WASHINGTON — House Speaker John Boehner’s sudden resignation not only from the speakership but the House seat he’s held since 1991 is no surprise, Politico’s Glenn Thrush tells WTOP — and it makes the coming showdown over keeping the government running even less predictable.
As Boehner presided over a House Republican caucus that has become increasingly conservative over the years, with repeated threats of government shutdowns, debt defaults and leadership challenges to the Speaker himself, Thrush says of Boehner, “He’s incredibly fed up.”
There were nine votes by his fellow Republicans, for six candidates, against Boehner’s speakership in 2013, and 24 at the beginning of this year, Politico has reported. Another challenge was filed in July, and just a few days ago, Thrush says, Sen. Ted Cruz, R-Texas, attacked Boehner on Sean Hannity’s radio show. Sen. Marco Rubio, R-Florida, broke the news of Boehner’s resignation to a group of religious conservatives in Washington Friday and was met with cheers, CBS News reports.
Thrush says he conducted a long interview with Boehner after the 2013 leadership challenge, and says, “He seemed like a guy who was looking or an exit strategy.”
“His best friends” in the House — moderate Republicans from the Midwest — have left over the years, “so he’s been isolated and alone,” Thrush says.

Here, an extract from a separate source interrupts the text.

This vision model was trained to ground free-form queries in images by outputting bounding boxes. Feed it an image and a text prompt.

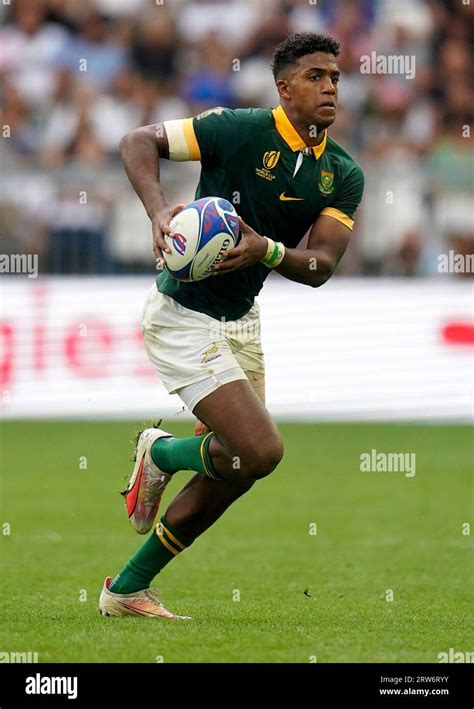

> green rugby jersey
[156,106,364,320]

He adds that Pope Francis’ address to a joint meeting of Congress on Thursday may have played a major factor in the timing of Boehner’s decision. It was the first speech by a pope to Congress and something Boehner, a Catholic, had been trying to make happen for about 20 years.
“It may have been the ultimate mic-drop moment,” Thrush says:
With the current push to shut down the government over funding for Planned Parenthood, as well as the latest sniping from members of his own party, Thrush says, “You can’t really blame the guy.”
Still, the government is staring down a Sept. 30 funding deadline before the federal government would shut down, and Boehner’s resignation just makes the process “totally unpredictable,” Thrush says.
“Every time they’ve tried to wrangle a vote together on big budget measures, it’s been incredibly difficult,” Thrush adds. “And I can’t imagine that gets any easier with Boehner as a lame duck.”
Susan Page, USA Today’s Washington bureau chief, thinks the opposite. She tells WTOP that she thinks that Boehner’s resignation makes a shutdown less likely, because “Boehner could now cut a deal with Democrats to keep the government open, to have a clean funding bill, because what else are House Republicans going to do to him?”
She also thinks the conservatives could consider Boehner’s resignation victory enough to sign on to an agreement to keep the government open until December, “when we’d go through this all over again.”
Thrush says that the question of who will replace Boehner, and how that will affect the possible shutdown, could get very tricky. Rep. Paul Ryan, chairman of the Ways and Means Committee, could have some support, Thrush says, but he has already said he doesn’t want the job. Majority Leader Kevin McCarthy could draw significant support, but it’s unclear whether he wants to succeed Boehner either.
Page says that McCarthy might step up, but adds that Raul Labrador, R-Idaho, who challenged McCarthy at the beginning of the last Congress, is another name near the top of people’s lists. When Labrador ran into reporters Friday morning, Page says, he refused to say whether he’d run.
If neither of those two stand for the job, Thrush says, “It could be chaos.”